Alex scooted around close to him on the step and touched his hand. “You don't remember your father very well if you can even think that might be true.”

Michael curled his fingers around hers. “A lot of blanks never got filled back in after the wreck.”

Alex squeezed his hand a little, then pulled it away again. “I know, but trust me. Your father worshiped your mother. His eyes never strayed from her. Anyway, after the wreck, everybody sort of forgot about Roxanne and what might happen to Anthony. They had a new kid to feel sorry for. You.”

“Did you?” he asked. She was so close, her face inches from his.

“Did I what?” Her breath whispered toward him.

“Feel sorry for me.” Michael's fingers tingled with the desire to brush a stray strand of hair back from her cheek, but he curled his hands into fists instead.

“I did.” Alex's smile faded as the lake captured her gaze again. When she went on, her voice was soft. “Not just for you. For me too. I was devastated. They said even if you lived, you might never regain your faculties. ‘Faculties.' What kind of word is that to talk about a teenage kid? I had to ask Uncle Reece what that meant. It wasn't good.”

“They were wrong.”

“I know.” Alex looked at him, then quickly away again, as though she were having an attack of shyness. “But there was no way I could know that. Not then. That summer. I spent hours standing at the window staring at your house and wishing you'd suddenly appear on the porch and wave at me the way you used to. I wanted to run out and meet you halfway, but of course, you were in the hospital.”

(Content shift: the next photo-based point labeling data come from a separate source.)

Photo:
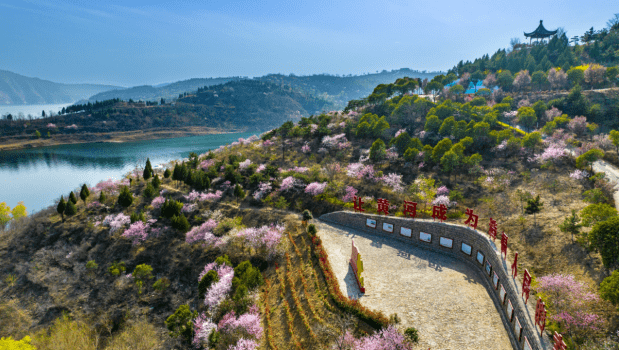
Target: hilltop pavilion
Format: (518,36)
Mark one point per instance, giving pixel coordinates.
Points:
(540,33)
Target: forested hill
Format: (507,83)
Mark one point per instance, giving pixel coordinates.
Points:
(167,92)
(16,89)
(341,89)
(338,90)
(256,104)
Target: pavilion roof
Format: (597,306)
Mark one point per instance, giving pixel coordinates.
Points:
(540,32)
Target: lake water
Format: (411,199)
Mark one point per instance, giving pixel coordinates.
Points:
(39,176)
(34,110)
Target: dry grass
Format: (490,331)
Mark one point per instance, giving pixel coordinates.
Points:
(14,320)
(137,335)
(67,334)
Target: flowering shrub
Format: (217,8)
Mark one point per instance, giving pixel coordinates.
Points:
(287,183)
(360,171)
(263,189)
(553,152)
(116,221)
(188,208)
(207,163)
(571,303)
(350,193)
(248,323)
(315,188)
(138,232)
(388,338)
(579,174)
(443,190)
(203,233)
(202,327)
(333,141)
(264,239)
(243,165)
(305,148)
(394,181)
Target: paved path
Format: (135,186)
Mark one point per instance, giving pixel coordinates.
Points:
(441,297)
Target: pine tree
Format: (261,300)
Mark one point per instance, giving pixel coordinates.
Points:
(61,207)
(84,193)
(71,209)
(534,206)
(148,170)
(72,198)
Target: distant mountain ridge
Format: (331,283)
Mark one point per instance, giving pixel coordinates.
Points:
(168,91)
(16,89)
(338,90)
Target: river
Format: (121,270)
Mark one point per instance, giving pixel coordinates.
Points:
(18,111)
(39,176)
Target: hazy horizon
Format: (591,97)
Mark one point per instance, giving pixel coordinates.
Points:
(132,43)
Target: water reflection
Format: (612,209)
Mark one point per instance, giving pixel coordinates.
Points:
(38,176)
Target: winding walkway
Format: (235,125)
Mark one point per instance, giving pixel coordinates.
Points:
(444,299)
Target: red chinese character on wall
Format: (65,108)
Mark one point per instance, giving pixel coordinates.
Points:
(526,285)
(540,315)
(559,343)
(383,206)
(504,239)
(515,266)
(472,220)
(492,229)
(439,212)
(410,208)
(357,203)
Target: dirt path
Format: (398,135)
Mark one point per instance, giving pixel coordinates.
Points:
(441,297)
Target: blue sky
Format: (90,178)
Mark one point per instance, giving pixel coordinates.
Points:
(149,42)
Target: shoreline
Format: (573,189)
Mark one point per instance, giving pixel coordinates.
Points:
(110,137)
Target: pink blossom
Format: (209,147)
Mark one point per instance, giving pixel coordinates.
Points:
(138,232)
(188,208)
(579,174)
(350,193)
(287,183)
(243,165)
(263,189)
(315,188)
(207,163)
(202,327)
(116,221)
(203,233)
(442,190)
(157,202)
(394,181)
(332,141)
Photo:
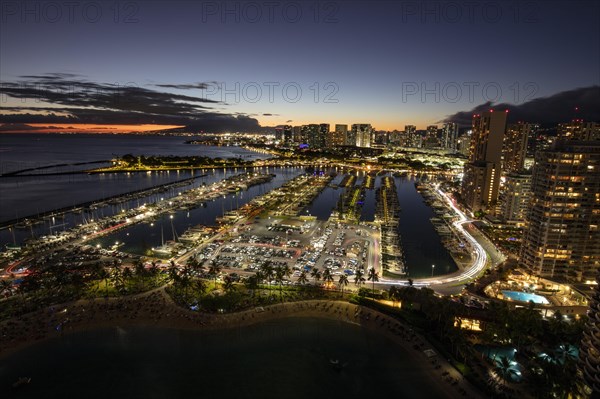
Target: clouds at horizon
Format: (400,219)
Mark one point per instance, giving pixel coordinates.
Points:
(583,103)
(67,98)
(64,98)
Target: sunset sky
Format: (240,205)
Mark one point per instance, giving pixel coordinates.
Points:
(219,66)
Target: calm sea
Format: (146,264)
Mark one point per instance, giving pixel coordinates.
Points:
(286,358)
(27,196)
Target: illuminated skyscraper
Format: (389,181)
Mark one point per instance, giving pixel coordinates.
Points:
(515,147)
(279,134)
(449,136)
(561,240)
(589,356)
(314,136)
(287,134)
(577,129)
(338,136)
(362,132)
(515,196)
(323,135)
(481,179)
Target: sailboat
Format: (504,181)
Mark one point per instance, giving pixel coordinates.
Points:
(163,250)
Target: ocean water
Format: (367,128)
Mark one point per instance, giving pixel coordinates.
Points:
(25,196)
(285,358)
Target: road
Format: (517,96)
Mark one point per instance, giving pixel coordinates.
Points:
(453,283)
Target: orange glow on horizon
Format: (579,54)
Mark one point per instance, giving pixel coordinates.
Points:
(90,128)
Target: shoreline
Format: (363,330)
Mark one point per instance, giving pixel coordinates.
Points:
(156,309)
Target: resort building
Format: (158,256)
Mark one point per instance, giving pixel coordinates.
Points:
(515,197)
(561,240)
(515,147)
(362,132)
(338,136)
(589,355)
(481,180)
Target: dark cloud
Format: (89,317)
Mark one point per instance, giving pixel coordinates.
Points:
(65,98)
(548,111)
(13,127)
(199,85)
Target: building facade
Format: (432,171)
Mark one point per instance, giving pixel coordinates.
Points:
(363,133)
(338,136)
(514,148)
(561,240)
(449,136)
(481,178)
(515,197)
(589,355)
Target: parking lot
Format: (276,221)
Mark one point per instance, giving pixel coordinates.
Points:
(300,243)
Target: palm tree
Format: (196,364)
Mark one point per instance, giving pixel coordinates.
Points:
(104,275)
(4,286)
(251,283)
(214,270)
(342,282)
(373,276)
(228,284)
(504,368)
(127,275)
(302,279)
(200,286)
(358,278)
(316,274)
(117,279)
(267,273)
(327,276)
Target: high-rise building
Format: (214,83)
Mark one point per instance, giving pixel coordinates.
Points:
(589,355)
(463,144)
(313,136)
(515,197)
(412,139)
(362,132)
(323,135)
(279,134)
(338,136)
(481,179)
(287,134)
(514,147)
(431,137)
(577,129)
(561,240)
(449,136)
(297,134)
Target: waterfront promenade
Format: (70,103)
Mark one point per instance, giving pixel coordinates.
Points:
(156,309)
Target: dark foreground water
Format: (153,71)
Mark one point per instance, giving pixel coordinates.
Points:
(287,358)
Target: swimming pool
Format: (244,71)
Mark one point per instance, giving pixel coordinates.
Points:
(525,297)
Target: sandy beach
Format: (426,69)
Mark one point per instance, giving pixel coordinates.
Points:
(156,309)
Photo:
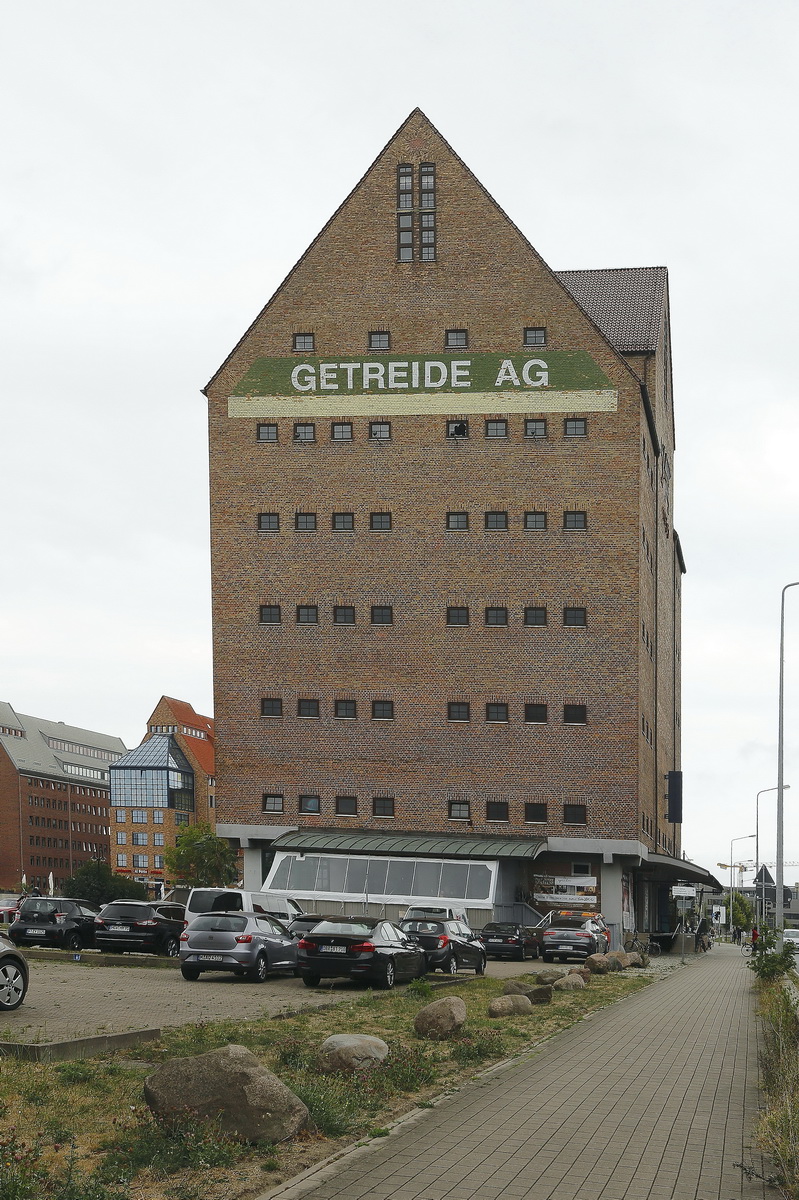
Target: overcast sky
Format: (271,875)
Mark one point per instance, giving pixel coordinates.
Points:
(164,163)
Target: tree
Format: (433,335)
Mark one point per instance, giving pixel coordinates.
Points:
(200,859)
(97,883)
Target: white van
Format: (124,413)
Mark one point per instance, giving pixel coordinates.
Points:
(236,900)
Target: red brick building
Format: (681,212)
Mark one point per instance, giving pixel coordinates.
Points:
(446,582)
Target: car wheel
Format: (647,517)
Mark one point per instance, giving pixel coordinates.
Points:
(12,987)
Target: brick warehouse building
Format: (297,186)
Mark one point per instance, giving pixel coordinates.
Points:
(446,585)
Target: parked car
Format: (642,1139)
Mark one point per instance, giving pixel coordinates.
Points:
(367,948)
(13,977)
(448,945)
(138,925)
(571,936)
(505,940)
(248,943)
(54,921)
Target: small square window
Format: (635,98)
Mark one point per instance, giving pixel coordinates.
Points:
(457,520)
(456,339)
(575,714)
(574,617)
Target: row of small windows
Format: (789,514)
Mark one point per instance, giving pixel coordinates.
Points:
(456,711)
(456,615)
(380,431)
(494,519)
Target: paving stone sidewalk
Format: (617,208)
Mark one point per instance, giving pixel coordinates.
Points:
(650,1099)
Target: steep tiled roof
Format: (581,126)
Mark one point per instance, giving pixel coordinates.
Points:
(625,303)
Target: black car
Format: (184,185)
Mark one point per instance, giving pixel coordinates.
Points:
(53,921)
(448,945)
(137,925)
(13,977)
(505,940)
(367,948)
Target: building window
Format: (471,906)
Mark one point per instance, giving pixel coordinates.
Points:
(457,520)
(574,814)
(575,521)
(456,339)
(457,616)
(574,617)
(575,714)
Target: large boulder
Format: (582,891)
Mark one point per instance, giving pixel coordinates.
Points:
(350,1051)
(440,1019)
(229,1086)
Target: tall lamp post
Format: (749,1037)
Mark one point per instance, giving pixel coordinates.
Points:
(779,913)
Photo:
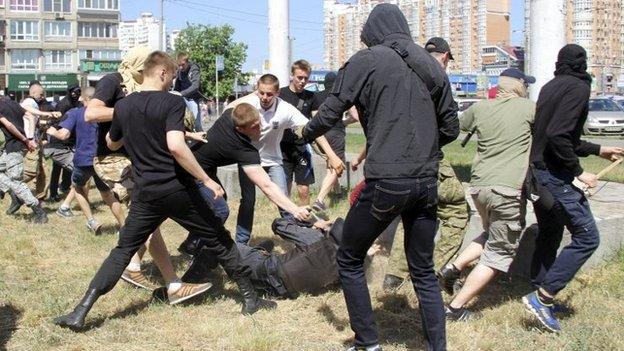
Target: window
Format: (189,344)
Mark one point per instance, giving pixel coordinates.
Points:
(57,30)
(57,60)
(25,59)
(99,4)
(113,55)
(56,5)
(25,5)
(97,30)
(24,30)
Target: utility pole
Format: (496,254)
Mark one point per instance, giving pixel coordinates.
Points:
(161,25)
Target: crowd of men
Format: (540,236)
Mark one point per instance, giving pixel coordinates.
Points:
(143,147)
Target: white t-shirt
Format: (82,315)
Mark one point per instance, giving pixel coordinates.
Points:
(30,102)
(274,121)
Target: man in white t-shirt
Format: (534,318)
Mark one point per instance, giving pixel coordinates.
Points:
(276,116)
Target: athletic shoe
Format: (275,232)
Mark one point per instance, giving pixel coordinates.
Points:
(187,291)
(392,282)
(94,226)
(64,212)
(364,348)
(137,279)
(543,312)
(447,277)
(461,315)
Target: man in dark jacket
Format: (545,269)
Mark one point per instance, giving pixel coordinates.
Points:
(407,112)
(188,83)
(562,109)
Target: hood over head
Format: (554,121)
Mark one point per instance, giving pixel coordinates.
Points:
(386,21)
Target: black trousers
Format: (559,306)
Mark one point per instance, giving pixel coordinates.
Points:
(188,209)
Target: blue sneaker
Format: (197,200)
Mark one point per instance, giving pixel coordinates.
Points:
(543,312)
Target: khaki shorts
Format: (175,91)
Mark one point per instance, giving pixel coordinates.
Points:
(116,171)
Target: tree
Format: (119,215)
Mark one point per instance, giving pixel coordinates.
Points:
(203,43)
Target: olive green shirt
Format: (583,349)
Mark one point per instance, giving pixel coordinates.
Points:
(503,127)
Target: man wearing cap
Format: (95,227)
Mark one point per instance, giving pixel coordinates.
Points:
(503,126)
(452,207)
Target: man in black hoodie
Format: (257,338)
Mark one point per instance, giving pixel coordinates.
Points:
(562,109)
(407,112)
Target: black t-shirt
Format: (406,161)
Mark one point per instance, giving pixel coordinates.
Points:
(143,119)
(109,91)
(225,146)
(14,113)
(303,102)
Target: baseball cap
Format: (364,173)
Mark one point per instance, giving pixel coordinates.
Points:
(437,44)
(518,74)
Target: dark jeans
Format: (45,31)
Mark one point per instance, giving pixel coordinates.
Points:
(550,271)
(380,202)
(188,209)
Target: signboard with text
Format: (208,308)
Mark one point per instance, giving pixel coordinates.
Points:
(50,82)
(96,66)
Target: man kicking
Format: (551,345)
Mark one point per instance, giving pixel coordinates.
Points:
(150,124)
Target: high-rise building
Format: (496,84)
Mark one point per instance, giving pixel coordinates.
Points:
(142,31)
(597,26)
(52,40)
(468,25)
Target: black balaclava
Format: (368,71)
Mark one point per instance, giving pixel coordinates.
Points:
(572,60)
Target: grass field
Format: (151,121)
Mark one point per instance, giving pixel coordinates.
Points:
(44,271)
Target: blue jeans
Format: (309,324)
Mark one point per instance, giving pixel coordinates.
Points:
(550,271)
(380,202)
(244,221)
(192,105)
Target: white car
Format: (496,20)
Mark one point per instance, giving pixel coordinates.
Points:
(606,117)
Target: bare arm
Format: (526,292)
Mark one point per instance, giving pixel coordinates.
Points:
(183,155)
(61,134)
(260,178)
(98,112)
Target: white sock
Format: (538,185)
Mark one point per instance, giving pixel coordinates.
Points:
(174,285)
(134,267)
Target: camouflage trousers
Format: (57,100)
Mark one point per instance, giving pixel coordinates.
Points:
(116,171)
(12,177)
(453,220)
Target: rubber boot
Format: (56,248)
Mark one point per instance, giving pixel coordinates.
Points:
(16,203)
(75,319)
(251,301)
(39,215)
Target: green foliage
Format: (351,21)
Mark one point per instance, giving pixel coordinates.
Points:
(203,43)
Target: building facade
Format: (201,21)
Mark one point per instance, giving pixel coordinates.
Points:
(142,31)
(597,26)
(52,40)
(468,26)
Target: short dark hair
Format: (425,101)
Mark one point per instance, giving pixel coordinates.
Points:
(158,58)
(302,65)
(269,79)
(244,114)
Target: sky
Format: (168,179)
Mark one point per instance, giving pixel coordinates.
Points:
(249,18)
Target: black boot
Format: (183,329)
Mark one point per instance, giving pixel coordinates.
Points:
(201,269)
(447,276)
(251,301)
(75,319)
(39,215)
(16,203)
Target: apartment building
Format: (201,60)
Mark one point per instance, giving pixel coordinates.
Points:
(597,26)
(58,42)
(468,25)
(142,31)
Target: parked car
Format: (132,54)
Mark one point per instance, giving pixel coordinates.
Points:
(606,117)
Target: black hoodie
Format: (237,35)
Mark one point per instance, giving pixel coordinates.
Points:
(404,126)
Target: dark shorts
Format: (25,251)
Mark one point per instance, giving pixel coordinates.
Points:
(81,176)
(336,139)
(298,161)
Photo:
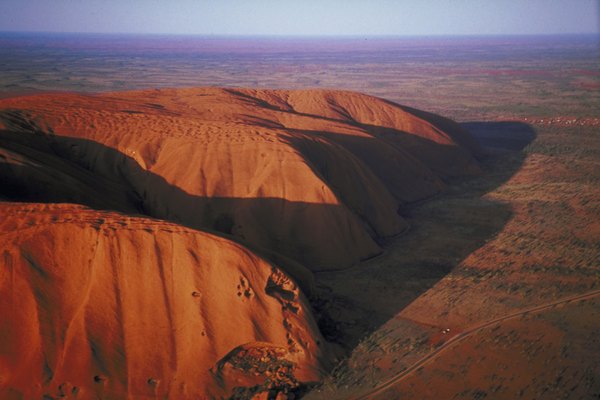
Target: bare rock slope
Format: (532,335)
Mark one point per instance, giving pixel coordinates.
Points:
(96,304)
(314,175)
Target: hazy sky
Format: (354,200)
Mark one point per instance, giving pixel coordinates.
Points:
(303,17)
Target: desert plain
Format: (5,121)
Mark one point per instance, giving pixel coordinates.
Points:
(284,218)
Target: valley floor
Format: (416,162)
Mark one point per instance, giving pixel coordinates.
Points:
(525,234)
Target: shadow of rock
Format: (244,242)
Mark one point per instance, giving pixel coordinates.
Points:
(444,231)
(349,303)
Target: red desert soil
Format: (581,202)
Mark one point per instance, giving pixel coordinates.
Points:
(314,175)
(110,304)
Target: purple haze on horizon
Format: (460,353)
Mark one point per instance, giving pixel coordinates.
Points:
(307,17)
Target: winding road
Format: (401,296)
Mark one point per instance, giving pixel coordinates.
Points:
(379,389)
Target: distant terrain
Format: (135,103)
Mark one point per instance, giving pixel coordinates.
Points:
(359,248)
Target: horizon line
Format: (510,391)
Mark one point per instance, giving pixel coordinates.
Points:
(307,36)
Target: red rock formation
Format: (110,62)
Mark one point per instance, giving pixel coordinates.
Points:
(314,175)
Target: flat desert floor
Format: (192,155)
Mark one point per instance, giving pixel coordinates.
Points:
(494,292)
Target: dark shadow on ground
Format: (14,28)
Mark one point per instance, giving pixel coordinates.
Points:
(349,304)
(444,231)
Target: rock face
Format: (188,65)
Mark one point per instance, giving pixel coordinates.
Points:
(97,304)
(99,299)
(314,175)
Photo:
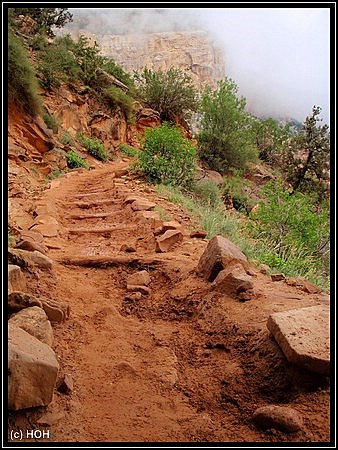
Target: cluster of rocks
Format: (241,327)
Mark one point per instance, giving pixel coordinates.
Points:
(32,364)
(167,234)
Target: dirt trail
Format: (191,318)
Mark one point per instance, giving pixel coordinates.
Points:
(170,367)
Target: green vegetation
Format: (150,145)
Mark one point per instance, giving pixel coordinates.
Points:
(167,157)
(226,137)
(270,139)
(292,233)
(67,139)
(74,160)
(117,97)
(170,93)
(306,159)
(94,147)
(128,150)
(234,190)
(22,81)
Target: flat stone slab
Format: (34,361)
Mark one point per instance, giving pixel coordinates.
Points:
(304,336)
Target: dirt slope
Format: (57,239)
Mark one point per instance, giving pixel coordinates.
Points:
(175,365)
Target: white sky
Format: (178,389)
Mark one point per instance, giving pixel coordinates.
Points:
(278,57)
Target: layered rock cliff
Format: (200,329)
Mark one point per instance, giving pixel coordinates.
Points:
(192,51)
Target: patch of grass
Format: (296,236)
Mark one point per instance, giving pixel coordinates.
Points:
(128,150)
(94,147)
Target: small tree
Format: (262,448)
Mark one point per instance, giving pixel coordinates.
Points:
(170,93)
(306,157)
(269,139)
(226,137)
(167,157)
(45,18)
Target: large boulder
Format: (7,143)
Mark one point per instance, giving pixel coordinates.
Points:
(304,336)
(32,370)
(218,255)
(35,321)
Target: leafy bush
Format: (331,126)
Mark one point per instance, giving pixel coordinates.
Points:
(167,157)
(117,97)
(74,160)
(291,232)
(206,193)
(22,82)
(67,139)
(57,64)
(225,138)
(170,93)
(234,189)
(52,122)
(128,150)
(94,147)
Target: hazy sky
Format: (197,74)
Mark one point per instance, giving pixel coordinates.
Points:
(278,57)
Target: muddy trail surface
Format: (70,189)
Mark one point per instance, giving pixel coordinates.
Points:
(171,364)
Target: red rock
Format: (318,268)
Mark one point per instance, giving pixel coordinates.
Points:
(165,242)
(199,234)
(281,418)
(303,334)
(219,254)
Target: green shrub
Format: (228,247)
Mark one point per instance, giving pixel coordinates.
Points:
(167,157)
(94,147)
(170,93)
(128,150)
(225,139)
(74,160)
(52,122)
(291,233)
(234,188)
(22,82)
(56,65)
(206,192)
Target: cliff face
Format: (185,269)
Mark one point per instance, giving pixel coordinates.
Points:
(194,52)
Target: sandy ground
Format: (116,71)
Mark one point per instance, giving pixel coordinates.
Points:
(176,365)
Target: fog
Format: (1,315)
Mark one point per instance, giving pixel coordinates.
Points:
(278,57)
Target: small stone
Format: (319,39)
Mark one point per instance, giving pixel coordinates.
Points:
(129,248)
(139,278)
(278,277)
(281,418)
(135,288)
(65,385)
(165,242)
(200,234)
(135,296)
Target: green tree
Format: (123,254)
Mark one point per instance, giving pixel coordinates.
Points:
(45,18)
(170,93)
(22,82)
(269,139)
(306,158)
(167,157)
(226,138)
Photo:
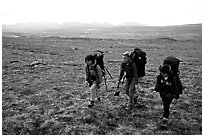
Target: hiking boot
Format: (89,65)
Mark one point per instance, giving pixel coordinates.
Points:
(135,100)
(117,93)
(91,104)
(164,122)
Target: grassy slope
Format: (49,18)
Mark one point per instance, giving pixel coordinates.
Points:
(52,99)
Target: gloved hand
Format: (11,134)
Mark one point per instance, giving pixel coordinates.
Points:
(86,82)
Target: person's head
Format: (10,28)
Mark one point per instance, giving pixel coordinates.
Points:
(90,60)
(165,70)
(126,56)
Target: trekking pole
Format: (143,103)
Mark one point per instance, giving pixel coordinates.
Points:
(109,73)
(105,83)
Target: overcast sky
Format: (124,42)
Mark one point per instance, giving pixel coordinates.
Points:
(149,12)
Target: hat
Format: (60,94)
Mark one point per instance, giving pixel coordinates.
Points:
(126,53)
(165,69)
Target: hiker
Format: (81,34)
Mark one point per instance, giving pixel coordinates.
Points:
(131,77)
(93,78)
(168,87)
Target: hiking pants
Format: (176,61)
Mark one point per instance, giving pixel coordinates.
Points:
(130,89)
(167,99)
(94,91)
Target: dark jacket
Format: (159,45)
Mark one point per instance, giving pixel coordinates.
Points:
(93,73)
(131,71)
(167,86)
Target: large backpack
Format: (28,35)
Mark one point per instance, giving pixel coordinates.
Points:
(174,63)
(138,56)
(98,56)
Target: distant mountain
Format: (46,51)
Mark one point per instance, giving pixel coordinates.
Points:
(132,24)
(44,26)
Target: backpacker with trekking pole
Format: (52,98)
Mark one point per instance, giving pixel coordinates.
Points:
(174,64)
(138,56)
(170,66)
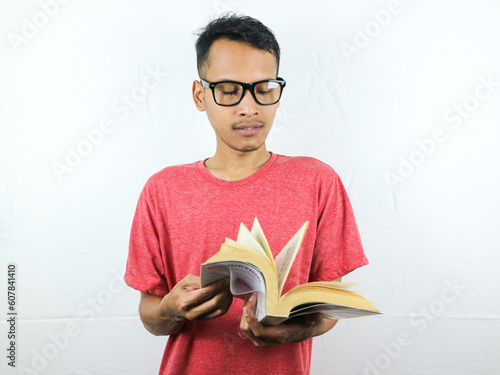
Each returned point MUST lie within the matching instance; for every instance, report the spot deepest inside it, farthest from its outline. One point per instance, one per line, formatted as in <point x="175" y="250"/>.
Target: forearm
<point x="309" y="327"/>
<point x="155" y="321"/>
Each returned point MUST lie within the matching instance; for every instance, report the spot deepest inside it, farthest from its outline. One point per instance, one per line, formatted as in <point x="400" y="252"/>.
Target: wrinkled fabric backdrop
<point x="400" y="97"/>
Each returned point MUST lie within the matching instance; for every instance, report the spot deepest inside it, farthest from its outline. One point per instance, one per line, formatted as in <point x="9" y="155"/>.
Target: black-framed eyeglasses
<point x="228" y="93"/>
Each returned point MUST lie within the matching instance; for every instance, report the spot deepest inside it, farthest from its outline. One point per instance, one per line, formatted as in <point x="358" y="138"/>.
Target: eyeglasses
<point x="228" y="93"/>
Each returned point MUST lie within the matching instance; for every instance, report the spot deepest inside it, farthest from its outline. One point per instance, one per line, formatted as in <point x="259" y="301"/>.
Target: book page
<point x="245" y="238"/>
<point x="331" y="311"/>
<point x="285" y="258"/>
<point x="258" y="234"/>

Michael didn't say anything. He was afraid if he did, she'd stop talking, and in fact she did pull back from him to hide her face in her hands. “This is embarrassing.”

“I think it's fascinating.” He leaned down in front of her and pulled her hands away from her face.

“You would. You don't have any juvenile memories to confess.” She looked up at him. “Just keep in mind I was fifteen and thought I was in love with you.”

“In love with me?”

“I told you it was embarrassing.” She fanned her face with her hands and laughed a little. “Actually I thought you were
in love with me too, and that we would get married someday. After all, you'd asked me to marry you every summer since we were six.”